The IEA keeps close track of energy problems around the world, noting declines in both OPEC and non-OPEC daily production in May as demand rose. In June, the agency said that violence in the oil-rich Niger Delta of Nigeria had cut OPEC production by 425,000 barrels a day to 30.1 million barrels, adding that rising demand could outstrip increases in OPEC production by the fourth quarter of 2007.

Analysts said the numbers were a symptom of complex problems. There is a worldwide shortage of skilled oil workers such as welders and engineers needed to keep production at high levels, said Antoine Halff, head of energy research at Fimat USA Inc. New oil projects, he said, such as deep ocean drilling efforts and oil sands, present more-expensive technological problems than those in the past.

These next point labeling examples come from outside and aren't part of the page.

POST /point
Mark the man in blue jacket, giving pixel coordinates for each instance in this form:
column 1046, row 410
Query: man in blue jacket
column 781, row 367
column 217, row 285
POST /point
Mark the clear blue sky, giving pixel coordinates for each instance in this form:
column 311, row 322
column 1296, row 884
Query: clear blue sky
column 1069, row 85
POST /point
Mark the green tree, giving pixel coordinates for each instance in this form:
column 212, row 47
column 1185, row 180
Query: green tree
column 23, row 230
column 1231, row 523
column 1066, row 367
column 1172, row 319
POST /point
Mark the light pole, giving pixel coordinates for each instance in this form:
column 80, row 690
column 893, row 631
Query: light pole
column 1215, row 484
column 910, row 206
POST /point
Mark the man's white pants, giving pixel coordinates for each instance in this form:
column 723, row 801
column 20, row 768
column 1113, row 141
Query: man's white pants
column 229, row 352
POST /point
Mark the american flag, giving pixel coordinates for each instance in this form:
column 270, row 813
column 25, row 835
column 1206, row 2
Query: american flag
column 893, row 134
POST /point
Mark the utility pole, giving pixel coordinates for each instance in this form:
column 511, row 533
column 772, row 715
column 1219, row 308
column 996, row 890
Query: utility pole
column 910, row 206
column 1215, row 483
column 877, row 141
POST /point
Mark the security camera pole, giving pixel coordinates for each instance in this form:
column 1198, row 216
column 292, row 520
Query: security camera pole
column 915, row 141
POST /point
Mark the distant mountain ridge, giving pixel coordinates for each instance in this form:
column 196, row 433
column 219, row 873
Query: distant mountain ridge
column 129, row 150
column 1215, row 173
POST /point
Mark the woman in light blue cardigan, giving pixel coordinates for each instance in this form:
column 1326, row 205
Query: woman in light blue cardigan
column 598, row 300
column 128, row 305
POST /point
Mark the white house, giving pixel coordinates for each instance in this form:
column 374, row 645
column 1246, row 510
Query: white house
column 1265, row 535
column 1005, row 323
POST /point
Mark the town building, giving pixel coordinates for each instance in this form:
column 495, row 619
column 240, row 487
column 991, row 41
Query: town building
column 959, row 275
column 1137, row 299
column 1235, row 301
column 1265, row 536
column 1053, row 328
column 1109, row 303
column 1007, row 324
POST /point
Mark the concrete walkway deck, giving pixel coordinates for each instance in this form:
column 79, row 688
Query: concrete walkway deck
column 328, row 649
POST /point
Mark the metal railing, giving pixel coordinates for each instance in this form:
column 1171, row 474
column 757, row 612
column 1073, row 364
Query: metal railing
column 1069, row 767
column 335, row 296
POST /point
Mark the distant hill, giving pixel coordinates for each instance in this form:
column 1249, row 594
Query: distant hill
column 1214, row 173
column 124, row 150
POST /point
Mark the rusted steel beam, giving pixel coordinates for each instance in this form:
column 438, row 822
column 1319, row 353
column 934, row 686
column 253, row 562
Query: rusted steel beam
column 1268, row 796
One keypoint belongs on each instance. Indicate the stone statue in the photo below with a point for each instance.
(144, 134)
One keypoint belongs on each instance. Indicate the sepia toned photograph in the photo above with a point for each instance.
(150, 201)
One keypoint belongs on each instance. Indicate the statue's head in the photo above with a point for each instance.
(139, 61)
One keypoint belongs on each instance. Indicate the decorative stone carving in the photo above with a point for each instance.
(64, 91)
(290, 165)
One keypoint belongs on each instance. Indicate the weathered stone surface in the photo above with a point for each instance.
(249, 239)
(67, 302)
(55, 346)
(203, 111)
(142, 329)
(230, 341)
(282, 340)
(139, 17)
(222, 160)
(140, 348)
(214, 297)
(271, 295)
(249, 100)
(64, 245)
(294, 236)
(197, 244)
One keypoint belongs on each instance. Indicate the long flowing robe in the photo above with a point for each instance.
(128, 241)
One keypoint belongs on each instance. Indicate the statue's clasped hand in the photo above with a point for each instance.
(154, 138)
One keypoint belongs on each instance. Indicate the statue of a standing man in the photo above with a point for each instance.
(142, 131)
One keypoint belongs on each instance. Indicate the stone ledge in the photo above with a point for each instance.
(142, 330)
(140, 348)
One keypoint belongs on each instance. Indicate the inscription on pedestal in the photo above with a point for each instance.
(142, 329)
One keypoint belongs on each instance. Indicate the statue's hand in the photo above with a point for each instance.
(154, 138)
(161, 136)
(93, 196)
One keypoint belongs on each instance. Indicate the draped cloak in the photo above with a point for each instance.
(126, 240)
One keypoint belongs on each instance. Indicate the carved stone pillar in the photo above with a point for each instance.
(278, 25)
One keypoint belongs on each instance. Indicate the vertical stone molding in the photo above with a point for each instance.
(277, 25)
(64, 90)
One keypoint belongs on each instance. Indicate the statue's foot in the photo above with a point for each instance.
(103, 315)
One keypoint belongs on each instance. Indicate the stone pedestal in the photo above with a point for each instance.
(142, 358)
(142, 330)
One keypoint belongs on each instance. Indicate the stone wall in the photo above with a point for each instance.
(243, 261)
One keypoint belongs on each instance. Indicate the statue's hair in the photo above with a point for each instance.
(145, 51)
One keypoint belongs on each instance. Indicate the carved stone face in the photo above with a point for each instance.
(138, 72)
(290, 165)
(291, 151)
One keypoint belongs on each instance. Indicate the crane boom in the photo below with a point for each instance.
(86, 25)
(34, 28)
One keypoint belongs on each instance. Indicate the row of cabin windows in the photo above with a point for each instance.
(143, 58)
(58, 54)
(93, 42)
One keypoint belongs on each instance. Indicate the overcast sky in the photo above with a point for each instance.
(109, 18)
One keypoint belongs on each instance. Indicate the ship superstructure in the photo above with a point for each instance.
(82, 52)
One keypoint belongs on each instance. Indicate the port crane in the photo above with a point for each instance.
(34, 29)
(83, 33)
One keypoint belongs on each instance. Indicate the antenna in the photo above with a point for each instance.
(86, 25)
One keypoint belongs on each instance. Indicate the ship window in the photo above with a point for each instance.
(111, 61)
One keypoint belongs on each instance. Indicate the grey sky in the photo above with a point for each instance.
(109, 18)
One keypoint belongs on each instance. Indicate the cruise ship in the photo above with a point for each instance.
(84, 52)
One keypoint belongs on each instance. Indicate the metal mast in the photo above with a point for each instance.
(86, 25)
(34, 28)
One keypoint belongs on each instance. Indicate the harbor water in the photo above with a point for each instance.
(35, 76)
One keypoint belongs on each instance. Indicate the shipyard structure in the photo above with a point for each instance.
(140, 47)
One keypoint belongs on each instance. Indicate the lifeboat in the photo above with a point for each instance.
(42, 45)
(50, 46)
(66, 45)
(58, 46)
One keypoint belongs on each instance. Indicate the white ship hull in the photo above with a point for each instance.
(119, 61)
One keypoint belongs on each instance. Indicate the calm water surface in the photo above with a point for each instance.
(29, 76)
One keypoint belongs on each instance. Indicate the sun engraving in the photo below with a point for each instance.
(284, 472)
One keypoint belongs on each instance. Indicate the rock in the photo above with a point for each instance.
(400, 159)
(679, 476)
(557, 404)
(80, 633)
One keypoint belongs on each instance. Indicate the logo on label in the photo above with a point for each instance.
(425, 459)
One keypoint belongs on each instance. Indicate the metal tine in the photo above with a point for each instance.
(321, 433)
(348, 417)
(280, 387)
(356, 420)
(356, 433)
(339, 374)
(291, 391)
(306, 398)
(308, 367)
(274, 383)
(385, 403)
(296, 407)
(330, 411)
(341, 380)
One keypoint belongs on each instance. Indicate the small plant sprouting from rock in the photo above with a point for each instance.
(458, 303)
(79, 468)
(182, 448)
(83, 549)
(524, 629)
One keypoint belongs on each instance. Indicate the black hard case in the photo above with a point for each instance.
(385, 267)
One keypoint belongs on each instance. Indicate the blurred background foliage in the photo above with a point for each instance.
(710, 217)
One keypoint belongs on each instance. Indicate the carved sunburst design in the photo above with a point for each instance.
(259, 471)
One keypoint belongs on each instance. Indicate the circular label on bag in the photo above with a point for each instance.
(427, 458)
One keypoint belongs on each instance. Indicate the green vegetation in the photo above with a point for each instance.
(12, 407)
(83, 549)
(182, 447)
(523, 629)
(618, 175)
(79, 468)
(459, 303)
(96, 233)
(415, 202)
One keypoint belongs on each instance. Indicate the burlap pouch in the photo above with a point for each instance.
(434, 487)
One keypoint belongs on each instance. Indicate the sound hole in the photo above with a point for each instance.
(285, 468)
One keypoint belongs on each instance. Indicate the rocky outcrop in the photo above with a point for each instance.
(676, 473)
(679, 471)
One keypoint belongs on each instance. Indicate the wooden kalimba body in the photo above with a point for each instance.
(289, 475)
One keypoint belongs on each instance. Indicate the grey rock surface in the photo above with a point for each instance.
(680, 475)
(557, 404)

And at a time when the search for new sources of oil is becoming more challenging, the nationalization of important oil projects in Russia and Venezuela has stripped those countries of top talent, Halff said.

“It has flushed out a lot of expertise. The Russian oil company Yukos has been effectively dismantled. It was the best-performing, fastest-growing, best-managed company in the country, and the same thing has happened in Venezuela,” Halff said.

Other analysts said that the IEA might be understating the problem and that the future imbalance in supply and demand might be worse.

Advertisement

“If anything this group has underestimated demand time and time again, and where are you going to get the extra oil? We have major challenges ahead of us,” said Phil Flynn, vice president and senior market analyst for Alaron Trading Corp. in Chicago.

But not everyone shared the gloomy IEA assessment, which stretched its predictions to 2012. That was too far out into the future to discount the possibility of production gains, some said. “They are underestimating some suppliers like Saudi Arabia, Kuwait and maybe even Iraq. I just don’t think it’s as serious as they think,” said John Kilduff, vice president of risk management at Man Financial Inc. in New York

Oil supplies in the U.S. remained strong, but that was largely due to refinery problems, which have reduced the immediate demand for crude.

Lately, refinery meltdowns have been concentrated in the central U.S. to such a degree that states such as Nebraska and Michigan had higher pump prices Monday than California, according to the AAA’s fuel gauge report. Nationwide, the average price of self-serve regular rose 2.2 cents to $2.981 a gallon, according to the Energy Department’s weekly survey. That price was 0.8 of a cent above the average for the same period last year. Six weeks ago, gasoline peaked at 3.218 a gallon.

In California, the average price fell 2.1 cents to 3.136, the Energy Department said. That was 8.8 cents below the year-earlier price. Midwest prices surged 9.1 cents to $3.045, the Gulf Coast was up 0.7 of a cent to $2.858 and the Lower Atlantic states rose half a cent to $2.881.

“California is almost always No. 1 or No. 2 in the country in terms of gas prices, but in a few days, you might not even be in the top 10 out there,” said Tom Kloza, chief oil analyst for the Oil Price Information Service in Wall, N.J.